The only things in Audrey’s room were a Bible and a Prison Fellowship pamphlet explaining God’s plan of forgiveness. She picked them up and began to read. Her internal conflict built. She wanted to know God, but she had questions.
On the sixth night, she called out to God. She asked Him to save her from the life she was leading and take her as His child. She even prayed that He would make the lights come back on, and that the rat would disappear.
The next day, the lights finally came back on, and she never saw the rat again. It was then that she knew that God had heard her, and she would never be the same person.
Upon her release in 2005, Audrey went home to her husband, Jeff, who had also become a Christian. They started attending church together and volunteering in their local community.
A New Life Path
While Audrey was in prison, Jeff visited her regularly. Whenever he sat in the visiting room, he was moved with compassion for the other women, most of whom never received visitors.
“Someone has to go to them,” he said. So after Audrey was released, he got involved with Prison Fellowship’s in-prison ministry, volunteering on Friday nights at Pleasant Valley State Prison in Corcoran, California.
But Audrey wasn’t ready to go back into the prison environment.
In March 2007, Jeff was transferred to Los Angeles for his job, and Audrey came with him, continuing to work for the same commercial real estate broker who had employed her during the work-release phase of her incarceration.
In December 2008, Jeff and Audrey delivered a Christmas gift to a prisoner’s family through Prison Fellowship’s Angel Tree program. Though she had always hesitated to share her own prison experiences, Audrey knew she had to comfort the family. Her story seemed to come pouring out.
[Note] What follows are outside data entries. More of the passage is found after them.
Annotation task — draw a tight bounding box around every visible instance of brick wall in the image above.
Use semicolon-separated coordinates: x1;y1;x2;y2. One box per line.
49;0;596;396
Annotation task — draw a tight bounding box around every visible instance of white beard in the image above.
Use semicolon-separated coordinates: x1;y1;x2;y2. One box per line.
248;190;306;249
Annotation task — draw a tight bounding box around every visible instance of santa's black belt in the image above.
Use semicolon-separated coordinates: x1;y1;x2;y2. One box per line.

As she felt the freedom to talk about the past, she knew it was time to face her other biggest fear.
As they pulled away from the curb she asked Jeff, “Are you ready?”
“For what?” he said.
“For how God is going to move us this coming year,” she replied.
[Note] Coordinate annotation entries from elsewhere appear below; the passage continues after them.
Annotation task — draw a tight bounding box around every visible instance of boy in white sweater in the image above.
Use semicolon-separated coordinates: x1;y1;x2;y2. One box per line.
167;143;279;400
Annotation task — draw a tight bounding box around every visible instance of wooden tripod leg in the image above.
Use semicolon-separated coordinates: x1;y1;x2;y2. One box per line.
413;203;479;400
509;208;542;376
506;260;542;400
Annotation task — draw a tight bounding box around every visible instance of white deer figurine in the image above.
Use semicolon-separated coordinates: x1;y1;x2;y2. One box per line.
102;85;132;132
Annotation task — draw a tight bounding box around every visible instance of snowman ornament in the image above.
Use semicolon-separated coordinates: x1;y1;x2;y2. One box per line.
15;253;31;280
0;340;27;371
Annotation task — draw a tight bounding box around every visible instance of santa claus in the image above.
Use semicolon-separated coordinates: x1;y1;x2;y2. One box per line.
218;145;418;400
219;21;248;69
“I don’t want to move; I like it here,” her confused spouse responded.
“Not physically!” Audrey said. “Spiritually. God is calling us to do prison ministry together.”
Jeff used to be a race car driver, and he tends to drive quickly, but he was so excited that he stopped the car in the middle of the road. He turned to Audrey and said, “Look where we are.”
They were right in front of the California Rehabilitation Center (CRC), a prison for men.
Ready to Face the Past
Jeff and Audrey began to go into prison together in 2009. They volunteered for Prison Fellowship’s multi-year, seminary-level program that equips prisoners to become Christian leaders behind bars and back in their communities after they are released. The growth of the program at CRC allowed for another class to open, and Jeff and Audrey began facilitating their own class in November 2009.
Audrey joined the staff of Prison Fellowship in 2012 and is now the organization’s field director in Southern California. Though she once resisted the idea of going back into prison, she now spends all her time helping men and women behind bars find the same hope she discovered in a dark cell.
Audrey says, “As I accepted Christ’s forgiveness and learned to forgive myself, I stopped looking to other people to make me feel loved and valued. Instead, God’s love has enabled me to truly start focusing on others and what I can do for them. As Jeff and I serve together, every blessing we pour out comes back to us 100-fold.”